Una barbaridad ¿verdad? Pues algo así debió publicitarse hace 30 años en Milán para que los aficionados al tiro pudieran acudir a puestos de francotirador protegidos en edificios altos del Bulevar Mese Selimovica de Sarajevo. Un juez italiano ha abierto un procedimiento sobre esta aberración humana de la que ya a mediados de los 90 del siglo pasado se habló tanto en Italia como en las zonas de guerra de Bosnia-Herzegovina, aunque se ve que hasta ahora la justicia no había encontrado hilo firme del que tirar.
Que haya personas que acudan a “matar gente” anónima como quien acude a una cacería de jabalíes revela hasta qué punto este mundo ya solo tiene solución a través del meteorito. Y podemos echar mano del argumentario cuñado de que la culpa de todo esto la tienen las redes sociales, los chemtrails con los que según los paranoides nos están fumigando, la trilateral o el millonario Soros. No, miren. Esto ocurrió hace 30 años cuando las redes sociales eran un ensayo e internet accesible a todo el mundo no era ni adolescente. Que un enfermo sociópata tenga la ocurrencia de ver negocio en eso y que, efectivamente, lo sea, responde a que en el ser humano, entre tanto bien, también anida mucho mal. Así, por naturaleza.
Con la noticia de la apertura del procedimiento judicial en Milán se ha oído de todo. También echar la culpa a los videojuegos. Quizás la banalización de la violencia esté en muchos de esos soportes; quizás desde niños nos acostumbramos a “matar en la pantalla”, pero si convenimos que esa pulsión está en el ser humano, seguramente el éxito de los videojuegos violentos no sea causa sino consecuencia de lo que somos. Nos entretienen porque nos permiten sublimar esos instintos y matar figuras virtuales en lugar de ir a la avenida de los Francotiradores de Sarajevo… o a u tu colegio de Estados Unidos.
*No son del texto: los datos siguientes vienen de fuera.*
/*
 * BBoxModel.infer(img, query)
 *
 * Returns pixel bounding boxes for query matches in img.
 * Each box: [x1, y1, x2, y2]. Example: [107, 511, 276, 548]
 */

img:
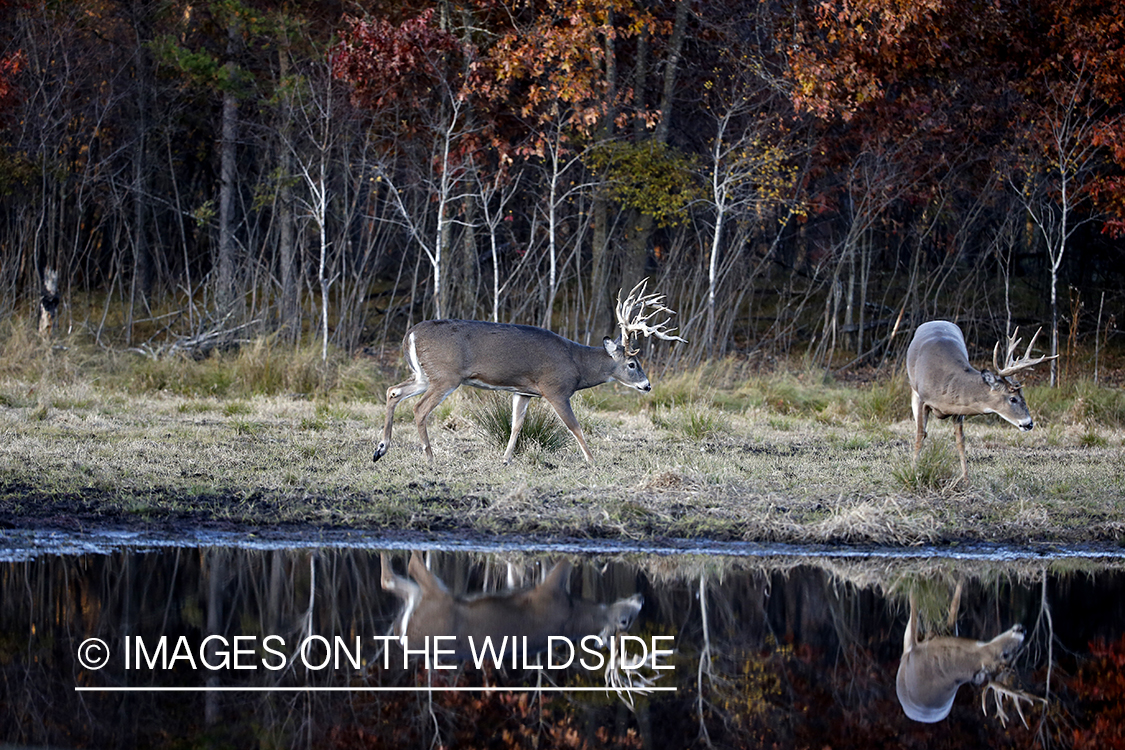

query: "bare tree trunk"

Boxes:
[215, 19, 239, 317]
[278, 31, 300, 343]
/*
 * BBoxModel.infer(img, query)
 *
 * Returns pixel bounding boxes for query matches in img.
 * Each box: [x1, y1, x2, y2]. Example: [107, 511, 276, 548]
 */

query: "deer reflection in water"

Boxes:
[896, 586, 1024, 723]
[379, 551, 645, 662]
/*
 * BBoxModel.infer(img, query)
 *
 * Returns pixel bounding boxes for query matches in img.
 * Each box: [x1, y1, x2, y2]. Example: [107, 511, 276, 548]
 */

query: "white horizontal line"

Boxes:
[74, 686, 677, 693]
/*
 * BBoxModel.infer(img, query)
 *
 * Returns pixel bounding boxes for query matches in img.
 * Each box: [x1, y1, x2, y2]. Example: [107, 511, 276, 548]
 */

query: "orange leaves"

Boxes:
[330, 8, 466, 110]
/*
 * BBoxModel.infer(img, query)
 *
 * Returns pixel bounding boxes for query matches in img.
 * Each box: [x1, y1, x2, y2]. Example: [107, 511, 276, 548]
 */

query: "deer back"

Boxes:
[403, 320, 647, 396]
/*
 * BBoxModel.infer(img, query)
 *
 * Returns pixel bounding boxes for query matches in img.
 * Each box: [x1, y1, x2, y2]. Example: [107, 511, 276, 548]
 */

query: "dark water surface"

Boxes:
[0, 532, 1125, 750]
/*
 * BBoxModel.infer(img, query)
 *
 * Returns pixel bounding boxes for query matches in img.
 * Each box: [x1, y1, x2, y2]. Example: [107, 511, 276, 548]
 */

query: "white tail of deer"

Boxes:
[894, 597, 1024, 723]
[907, 320, 1054, 480]
[371, 280, 684, 463]
[379, 552, 645, 660]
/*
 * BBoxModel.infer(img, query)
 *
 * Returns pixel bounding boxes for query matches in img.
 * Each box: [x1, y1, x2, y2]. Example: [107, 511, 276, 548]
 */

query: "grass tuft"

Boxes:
[891, 440, 961, 494]
[469, 394, 570, 454]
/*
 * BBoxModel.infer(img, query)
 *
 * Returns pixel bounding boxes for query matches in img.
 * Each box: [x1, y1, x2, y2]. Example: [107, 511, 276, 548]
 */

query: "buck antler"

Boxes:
[992, 327, 1059, 378]
[605, 644, 664, 708]
[981, 680, 1047, 728]
[615, 279, 687, 356]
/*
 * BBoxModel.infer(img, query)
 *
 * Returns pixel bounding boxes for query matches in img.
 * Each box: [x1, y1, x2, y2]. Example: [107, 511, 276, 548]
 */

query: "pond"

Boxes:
[0, 532, 1125, 749]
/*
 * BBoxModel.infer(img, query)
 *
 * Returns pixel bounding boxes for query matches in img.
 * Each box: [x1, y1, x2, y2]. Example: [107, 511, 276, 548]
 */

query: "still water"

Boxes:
[0, 533, 1125, 749]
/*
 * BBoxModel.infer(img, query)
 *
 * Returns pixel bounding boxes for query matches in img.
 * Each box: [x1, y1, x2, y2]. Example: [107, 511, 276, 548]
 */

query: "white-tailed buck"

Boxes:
[39, 269, 59, 338]
[894, 597, 1024, 723]
[379, 551, 645, 660]
[371, 280, 684, 463]
[907, 320, 1058, 480]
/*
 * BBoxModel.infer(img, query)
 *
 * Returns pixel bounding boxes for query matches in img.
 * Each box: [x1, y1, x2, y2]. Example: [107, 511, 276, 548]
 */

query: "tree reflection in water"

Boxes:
[0, 548, 1125, 748]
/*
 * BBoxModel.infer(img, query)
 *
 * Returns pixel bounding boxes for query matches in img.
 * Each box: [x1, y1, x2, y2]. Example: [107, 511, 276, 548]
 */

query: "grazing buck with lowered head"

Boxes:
[371, 280, 684, 463]
[894, 597, 1027, 723]
[907, 320, 1058, 480]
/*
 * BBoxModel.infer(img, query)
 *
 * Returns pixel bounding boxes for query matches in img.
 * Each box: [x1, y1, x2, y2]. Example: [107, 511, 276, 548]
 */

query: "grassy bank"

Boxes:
[0, 332, 1125, 544]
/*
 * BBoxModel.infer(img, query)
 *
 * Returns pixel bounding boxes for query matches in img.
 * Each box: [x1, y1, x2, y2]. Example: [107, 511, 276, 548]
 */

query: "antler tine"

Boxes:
[615, 279, 687, 353]
[992, 326, 1059, 378]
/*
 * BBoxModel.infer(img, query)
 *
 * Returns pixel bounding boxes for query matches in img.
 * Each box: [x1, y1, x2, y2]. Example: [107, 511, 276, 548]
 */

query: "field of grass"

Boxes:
[0, 329, 1125, 545]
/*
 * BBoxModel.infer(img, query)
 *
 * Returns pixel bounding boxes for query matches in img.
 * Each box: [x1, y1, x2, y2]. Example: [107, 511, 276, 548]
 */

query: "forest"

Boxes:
[0, 0, 1125, 375]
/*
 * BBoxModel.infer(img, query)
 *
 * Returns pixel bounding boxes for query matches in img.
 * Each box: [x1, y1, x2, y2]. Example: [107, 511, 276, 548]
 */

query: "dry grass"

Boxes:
[0, 328, 1125, 545]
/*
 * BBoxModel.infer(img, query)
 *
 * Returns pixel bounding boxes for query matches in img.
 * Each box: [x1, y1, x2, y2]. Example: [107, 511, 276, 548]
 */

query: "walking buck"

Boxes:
[371, 279, 684, 463]
[907, 320, 1058, 481]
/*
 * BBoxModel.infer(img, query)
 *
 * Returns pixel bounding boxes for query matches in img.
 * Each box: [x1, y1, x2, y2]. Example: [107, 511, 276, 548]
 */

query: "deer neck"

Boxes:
[572, 344, 617, 390]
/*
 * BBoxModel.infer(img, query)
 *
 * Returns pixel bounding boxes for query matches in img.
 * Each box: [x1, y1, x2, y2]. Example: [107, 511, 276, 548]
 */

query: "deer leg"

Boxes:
[371, 371, 429, 461]
[910, 390, 929, 467]
[545, 396, 594, 463]
[953, 414, 969, 481]
[902, 594, 918, 654]
[414, 381, 461, 461]
[504, 394, 531, 463]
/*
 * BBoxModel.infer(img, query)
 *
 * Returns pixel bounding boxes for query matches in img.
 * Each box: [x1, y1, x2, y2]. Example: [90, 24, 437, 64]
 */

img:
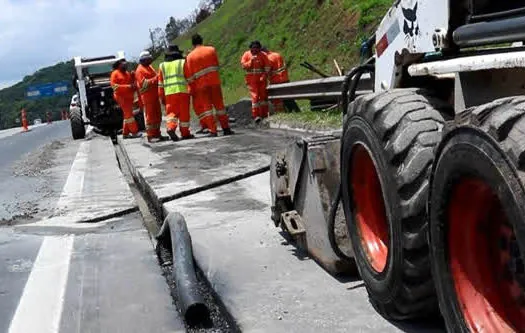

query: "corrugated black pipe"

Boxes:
[156, 213, 210, 326]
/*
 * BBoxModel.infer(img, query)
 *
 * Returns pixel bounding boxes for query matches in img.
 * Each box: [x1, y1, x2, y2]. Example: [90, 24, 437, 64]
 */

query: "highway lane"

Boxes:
[0, 121, 71, 169]
[0, 121, 78, 332]
[0, 121, 78, 220]
[0, 130, 184, 333]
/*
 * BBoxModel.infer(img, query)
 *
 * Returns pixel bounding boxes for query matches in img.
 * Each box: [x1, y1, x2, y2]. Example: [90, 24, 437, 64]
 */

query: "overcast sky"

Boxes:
[0, 0, 199, 89]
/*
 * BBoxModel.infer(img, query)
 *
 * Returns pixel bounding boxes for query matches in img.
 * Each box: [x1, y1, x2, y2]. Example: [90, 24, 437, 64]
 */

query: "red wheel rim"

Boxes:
[448, 179, 525, 332]
[350, 145, 389, 273]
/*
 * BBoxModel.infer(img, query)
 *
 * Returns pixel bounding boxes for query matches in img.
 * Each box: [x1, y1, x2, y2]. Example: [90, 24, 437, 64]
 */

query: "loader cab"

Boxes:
[469, 0, 525, 22]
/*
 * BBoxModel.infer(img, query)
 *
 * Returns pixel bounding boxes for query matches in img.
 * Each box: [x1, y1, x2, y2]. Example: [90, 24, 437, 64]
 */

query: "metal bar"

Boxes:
[268, 74, 373, 100]
[408, 51, 525, 76]
[156, 213, 210, 326]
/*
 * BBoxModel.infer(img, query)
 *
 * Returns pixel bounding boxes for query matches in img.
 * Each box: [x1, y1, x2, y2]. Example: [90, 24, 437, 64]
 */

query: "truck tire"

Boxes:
[69, 109, 86, 140]
[429, 97, 525, 333]
[341, 89, 448, 320]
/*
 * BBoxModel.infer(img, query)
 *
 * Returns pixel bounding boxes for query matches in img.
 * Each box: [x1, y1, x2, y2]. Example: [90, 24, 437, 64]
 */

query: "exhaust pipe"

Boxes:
[453, 16, 525, 47]
[156, 213, 210, 326]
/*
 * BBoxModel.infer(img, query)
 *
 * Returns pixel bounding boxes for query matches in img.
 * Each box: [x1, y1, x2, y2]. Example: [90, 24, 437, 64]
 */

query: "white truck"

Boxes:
[70, 51, 145, 141]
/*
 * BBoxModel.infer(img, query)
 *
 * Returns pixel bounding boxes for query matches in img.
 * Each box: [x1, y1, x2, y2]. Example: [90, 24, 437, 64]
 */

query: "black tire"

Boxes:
[69, 108, 86, 140]
[135, 111, 146, 131]
[341, 89, 448, 320]
[429, 97, 525, 332]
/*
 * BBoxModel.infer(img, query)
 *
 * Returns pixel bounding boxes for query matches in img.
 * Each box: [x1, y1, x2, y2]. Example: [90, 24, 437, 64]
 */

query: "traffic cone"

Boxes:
[22, 109, 29, 132]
Otra cosa es que, precisamente, esos soportes de “cultura popular” estén siendo un agente ideologizador a veces explícito y otras subliminal de quienes estamos viviendo en nuestras sociedades y, de una u otra manera, marcando su presente y su futuro.
Hace más de 50 años el periodista argentino Ariel Dorfman escribió un ensayo, ayudado por el semiólogo belga Armand Mattelart que tituló “Para leer al Pato Donald”. Con la técnica tan en boga en aquellos años 70 del análisis de contenido, desmenuzó cómo a través de historietas infantiles aparentemente blancas de la factoría Disney, se guionizaba un modelo de sociedad profundamente reaccionario que pretendía modelar la forma de pensar de los adultos del futuro. Desde entonces, la cosa ha seguido y quien ha pretendido influir en las sociedades futuras, ha tenido mucho cuidado en sembrar su ideología más en productos de ocio que en libros de texto. Fructifica mucho más
Hoy, en la bloqueada Rusia, se está desarrollando una poderosa industria de videoarte y juegos virtuales que en muchas ocasiones, emulan los soportes que han triunfado en occidente venidos de Estados Unidos o Japón, pero eso sí: los buenos son los míos y los villanos que hay que eliminar son los otros.
Como en un espejo, al lado, hoy Polonia es dentro de la UE la potencia más destacada en la generación de videojuegos. Quizás no sea casual que, con Hungría, sea el país punta de lanza de conservadurismo más acendrado en la Unión Europea.
Tampoco nos engañemos: trasladar la pugna bélica a espacios reglados e incruentos es viejo como el deporte o el ajedrez, que no son sino sublimaciones, vía juego, de la pelea con sangre y a muerte. De que no nos despedazásemos al menos entre nosotros, se han ido intentado hacer cargo las religiones: bajo la amenaza de un Dios, los individuos de un grupo debían someterse a una serie de normas que siempre tendían a que el grupo se conservase y acrecentase para ser más fuertes respecto del resto. A lo mejor ese desprecio por la vida del prójimo también tiene que ver con la disolución de los preceptos de la religión que, más allá de otras consideraciones, habían servido como herramienta de paz social durante generaciones en muchos sitios.